The first iteration of the VIP Human Solutions branded site came out in 2018 and came with a linked Facebook page and YouTube account promoting high-paying “consulting” jobs to veterans. Iran’s intelligence, cyber security and cyber security. After The Daily Beast shared its findings with Facebook, the company removed the page pending identity verification but could not attribute it to any particular actor.
It is not clear what the purpose of these websites is, but intelligence experts suspect that Israel’s intelligence agencies have anything to do with them because of their widespread, undisciplined and amateurish pitch.
Douglas London, a 34-year veteran of the CIA’s secret service and the author of Recruiter, a recent memoir about his career in espionage and the Middle East, told The Daily Beast that it is unlikely the site was run by Israeli intelligence.
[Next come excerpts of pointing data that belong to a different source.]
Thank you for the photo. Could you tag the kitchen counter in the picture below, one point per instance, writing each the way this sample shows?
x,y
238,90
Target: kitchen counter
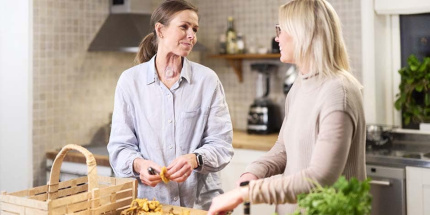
x,y
241,140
“On the surface, I doubt that this is the job of any sophisticated intelligence agency, let alone Israel. They don’t have to do this,” London said.
“In the age of the Internet, where you have LinkedIn or Indeed.com, any complex service has access to it, either directly or indirectly. A potential target might already have their background there, and intelligence services could use computers to sift through that information. “
London also pointed out that Israeli associations blatantly advertised on the pages contrary to public statements about how Israeli intelligence agencies often recruit spies in Arab countries and Iran.
“Israel tends to use a lot of false flag recruitment to disguise the fact that the targets are working for Israel. They pretend to be American, British or Canadian because Arabs and Iranians working for Americans are more appetizing.”
Sabeti, the director of CERTFA, said what was even more strange was that Iran did not block them. “Many Israeli websites are blocked in Iran, and it would be odd if a site trying to recruit spies from Iran is not.”
The Iranian authorities had plenty of time and opportunity to notice the websites and block them if they wanted to. Social media users in Iran have frequently posted about their embarrassment at Google Ads for websites, and Mashregh News, an Iranian news outlet close to the country’s military and intelligence facilities, has published published an article about them in December 2020, speculating that they were a Mossad trying to recruit Iranian spies on illegal gaming and gambling apps.
Whoever is behind the effort is thinly veiled, they are not talking. The Daily Beast has reached out to the sites through submission forms, WhatsApp and Telegram messages but has not received a response.